Tuesday is the one day of the week that I can actually afford to go to the movies, thanks to cheap ticket day at my local moving picture projection house. So on Tuesday I tend to go a little nuts, which is surprising considering the fact that most movies these days suck inordinate quantities of dick. Still, it's the only way that I can find to escape my day to day life, which is on average considerably worse.

That's good news for you however! Because thanks to the magic of the internet I can warn you ahead of time so that you don't make the same mistakes that I frequently do. So without further ado, here's the list of all the shit I subjected myself to this week.

Hollywood has a new gimmick: Get people to pay as many times as possible to watch one movie, by splitting it up into a whole bunch of chapters. There's nothing wrong with that in theory, but in practice they seem to have a lot of trouble actually writing enough content to fit the nine-or-so hours worth of footage they need to shoot. That pirate movie from 2002, which was actually pretty decent, is the latest to fall victim to the milk it for all it's worth bandwagon. And the results are like a magnitude 400 of catastrophic suck.

With a decent editor, Dead Man's Chest and At World's End could have been a single movie, but instead they opted to split it up into two films, each packed with as much useless filler as they could possibly brainstorm. By the time the last movie rocks around, there's nothing left to say. It's like paying an extra fifteen bucks so you can read the last ten pages of a novel you just bought. To make it seem more epic, and to justify the three-hour running time, they just threw a bazillion new characters into the already convoluted plot and tried to flesh them all out like they matter. What that means is you've got like six villains, all of them operating on their own motives, and twenty swashbuckling Errol Flynns. And by virtue of the fact that they're all pirates, nobody's working together or even like each other.

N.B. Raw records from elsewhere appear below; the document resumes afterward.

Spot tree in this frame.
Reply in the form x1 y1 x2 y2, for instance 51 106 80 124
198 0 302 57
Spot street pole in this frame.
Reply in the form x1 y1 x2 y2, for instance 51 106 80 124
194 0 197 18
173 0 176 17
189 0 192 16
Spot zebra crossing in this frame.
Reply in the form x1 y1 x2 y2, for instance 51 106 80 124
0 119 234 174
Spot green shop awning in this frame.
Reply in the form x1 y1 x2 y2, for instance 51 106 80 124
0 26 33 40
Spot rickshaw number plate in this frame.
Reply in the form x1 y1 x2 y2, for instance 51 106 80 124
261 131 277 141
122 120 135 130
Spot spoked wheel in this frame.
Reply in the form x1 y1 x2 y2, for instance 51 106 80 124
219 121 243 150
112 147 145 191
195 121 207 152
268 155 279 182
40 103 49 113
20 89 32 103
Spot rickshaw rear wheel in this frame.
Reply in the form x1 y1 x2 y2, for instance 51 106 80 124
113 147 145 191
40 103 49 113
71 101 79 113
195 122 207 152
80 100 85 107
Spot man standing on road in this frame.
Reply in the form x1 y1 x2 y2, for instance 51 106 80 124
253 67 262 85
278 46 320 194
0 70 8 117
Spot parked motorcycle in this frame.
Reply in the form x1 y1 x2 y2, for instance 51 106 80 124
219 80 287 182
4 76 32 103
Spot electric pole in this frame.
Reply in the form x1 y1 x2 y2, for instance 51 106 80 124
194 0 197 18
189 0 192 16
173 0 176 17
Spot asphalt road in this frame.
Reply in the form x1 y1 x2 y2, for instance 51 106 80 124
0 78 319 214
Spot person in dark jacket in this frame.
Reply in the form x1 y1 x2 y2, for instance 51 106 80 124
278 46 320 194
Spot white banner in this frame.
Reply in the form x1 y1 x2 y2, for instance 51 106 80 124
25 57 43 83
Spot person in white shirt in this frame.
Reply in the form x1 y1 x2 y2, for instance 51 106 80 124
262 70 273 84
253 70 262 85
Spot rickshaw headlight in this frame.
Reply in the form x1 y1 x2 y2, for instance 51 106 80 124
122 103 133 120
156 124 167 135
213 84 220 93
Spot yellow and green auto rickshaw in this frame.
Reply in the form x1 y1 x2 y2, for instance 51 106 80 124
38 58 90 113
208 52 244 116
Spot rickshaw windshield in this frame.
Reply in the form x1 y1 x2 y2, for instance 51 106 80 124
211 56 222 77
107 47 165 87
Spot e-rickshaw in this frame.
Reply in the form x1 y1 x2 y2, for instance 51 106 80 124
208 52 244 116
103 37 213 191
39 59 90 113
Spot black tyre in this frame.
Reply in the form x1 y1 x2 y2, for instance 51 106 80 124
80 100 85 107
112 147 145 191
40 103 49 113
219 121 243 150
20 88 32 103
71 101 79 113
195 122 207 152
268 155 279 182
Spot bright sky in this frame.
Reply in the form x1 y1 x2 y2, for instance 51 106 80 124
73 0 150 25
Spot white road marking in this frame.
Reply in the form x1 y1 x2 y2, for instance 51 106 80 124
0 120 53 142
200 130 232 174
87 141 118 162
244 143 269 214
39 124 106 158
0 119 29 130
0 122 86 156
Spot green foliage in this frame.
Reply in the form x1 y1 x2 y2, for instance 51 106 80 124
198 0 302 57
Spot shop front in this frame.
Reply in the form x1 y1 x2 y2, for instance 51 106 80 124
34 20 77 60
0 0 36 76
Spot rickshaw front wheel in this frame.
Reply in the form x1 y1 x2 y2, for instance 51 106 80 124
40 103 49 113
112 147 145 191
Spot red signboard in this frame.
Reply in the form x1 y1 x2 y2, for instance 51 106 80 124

Very quickly I lost interest in trying to figure out who's deceiving who and with whom and why, or who's on which boat and when, or who's working with whom and fighting with whoever else. There's an octopus guy and a sleazy midget entrepreneur and a cockney assassin and Geoffrey Rush is back from the dead and there's a Jamaican voodoo chick made of crabs and a monkey and Orlando Bloom and an Asian guy and a bunch of pirate kings and an ugly white chick and one of the Rolling Stones and a parrot and Orlando Bloom's dad and a rugged lieutenant and they all have something to do with whatever it is that this goddamned movie is about. I yearn for the simplicity of the first film, good pirates fighting bad pirates. The worst thing is that Johnny Depp's poncing crazy drunk guy character, which is really the only reason anybody's watching these movies to begin with, gets precious little screen time to make room for all the other boring wankers and their life stories.

And talking about Depp, I think it's about time for him to move on to the next eccentric character role. Yeah, it was fun to begin with, but after a while you find yourself screaming at the screen "Okay!! I get it!! You're a fucking pirate!! I understand!! Shiver me timbers!! Jesus Christ!!"

Oh hooray! Another indistinguishable feminist rant to remind us that men are still exploting women. Throw in some allusions to racism and a cultural superiority complex and you've got yourself a movie, folks. It's the biopic of Kiranjit Ahluwalia, a Punjabi woman who killed her abusive husband in 1989 by napalming him (!) while he slept. Her subsequent imprisonment was the unfortunate product of a British legal system that hates women, especially foreigners. Her story is told through two hours of activists shrieking at white lawyers in high-pitched, broken English, and a big fat bulldyke with bad teeth punching things for no reason other than the fact that she's a big fat bulldyke with bad teeth who doesn't understand the value of friendship.

Okay first of all, who decides to murder someone by setting them on fire? That's an interesting if sadistic slip of rationality. The fact that he even died can be attributed to his stupidity alone, running through the house shrieking like a girl for ten minutes. I've known the fundamental concept of 'stop drop and roll' since I was able to talk, though admittedly I think I learned it from a McDonald's sponsored public service announcement, in which Hamburglar fell victim to some kind of combustion accident (assumedly after brutally raping his wife) and Ronald McDonald had to show him how to calmly save himself from ironically becoming a pile of crispy burger meat.

I think though that Feminists need to take a step back and think about what they're really asking for when they plead for sexual equality. After all, Ahluwalia's real problem was that she fell victim to equality. The courts didn't recognise that the severity of her crime was in any way different for the fact that she was a woman. Ultimately, her case brought validity to the concept of "Battered Woman Syndrome", which recognises that, yes, murder is different depending on what kind of genetalia you have.

Really, though, you can replicate the experience of watching this bland, forgettable movie by simply finding a picture of an Indian woman looking sad, and staring at it for two hours. Better if you have a sound byte of screeching brakes that you can play on loop to simulate the sound of the actresses' voices.